As the conflict ratchets up, the proceedings become bloody, violent, and terrifying. I’m a horror aficionado, but I sometimes found I didn’t want to watch this one right before bed; the gore was that disturbing. But what keeps Marianne from being merely another scary exercise in horror is the underlying story of Emma’s troubled youth, the secrets she has kept for years, and the disturbing events that forced her to leave home and fend for herself at a tender age. Emma thinks she can exorcise her demons by creating a fictional character to vanquish Marianne but she eventually realizes no one can do battle with this destructive witch but her creator, who is, in a sense, doing battle with herself.

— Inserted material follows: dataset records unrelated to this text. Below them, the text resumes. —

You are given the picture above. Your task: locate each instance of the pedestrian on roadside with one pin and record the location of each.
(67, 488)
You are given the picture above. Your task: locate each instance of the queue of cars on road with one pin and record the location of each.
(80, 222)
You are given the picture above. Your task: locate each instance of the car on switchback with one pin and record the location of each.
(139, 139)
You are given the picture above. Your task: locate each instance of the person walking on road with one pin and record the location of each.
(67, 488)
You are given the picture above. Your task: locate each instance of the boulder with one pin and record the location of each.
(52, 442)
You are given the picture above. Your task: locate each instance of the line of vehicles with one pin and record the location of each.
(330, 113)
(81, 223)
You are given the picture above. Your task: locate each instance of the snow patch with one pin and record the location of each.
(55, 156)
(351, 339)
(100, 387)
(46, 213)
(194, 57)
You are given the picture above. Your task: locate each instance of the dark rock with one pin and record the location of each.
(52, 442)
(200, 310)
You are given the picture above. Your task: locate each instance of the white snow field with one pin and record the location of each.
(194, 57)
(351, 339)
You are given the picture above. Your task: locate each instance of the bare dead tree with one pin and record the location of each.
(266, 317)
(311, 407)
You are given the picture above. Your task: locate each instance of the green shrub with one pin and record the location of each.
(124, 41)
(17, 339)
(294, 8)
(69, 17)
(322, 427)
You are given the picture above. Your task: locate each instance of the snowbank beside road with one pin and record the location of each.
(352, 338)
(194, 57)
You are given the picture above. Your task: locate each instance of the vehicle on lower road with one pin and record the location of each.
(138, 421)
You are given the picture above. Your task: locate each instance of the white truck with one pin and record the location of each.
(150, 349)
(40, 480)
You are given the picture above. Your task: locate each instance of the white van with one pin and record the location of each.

At its heart, this glossy horror series is a profoundly moving exploration of the artistic process and how it informs personality and life choices.

Co-written by Samuel Bodin and Quoc Dang Tran, and directed by Bodin, this is one of the slickest horror series I’ve seen on Netflix. Despite being brutal to watch at times, Marianne is gorgeously atmospheric, boasting stunning cinematography by Philip Lozano and a brilliant score by Thomas Cappeau (both of whom previously worked with the co-writers on the comedy series set during WWII, Lazy Company). The cast is excellent, and I was excited to see that the first season (eight episodes, most of them slightly under 40 minutes) ends on a gem of a plot point that suggests the story will continue.


Peg Aloi is a former film critic for The Boston Phoenix and member of the Boston Society of Film Critics. She taught film studies in Boston for over a decade. She writes on film, TV, and culture for web publications like Vice, Polygon, Bustle, Mic, The Orlando Weekly, Crooked Marquee, and Bloody Disgusting. Her blog “The Witching Hour” can be found at themediawitch.com.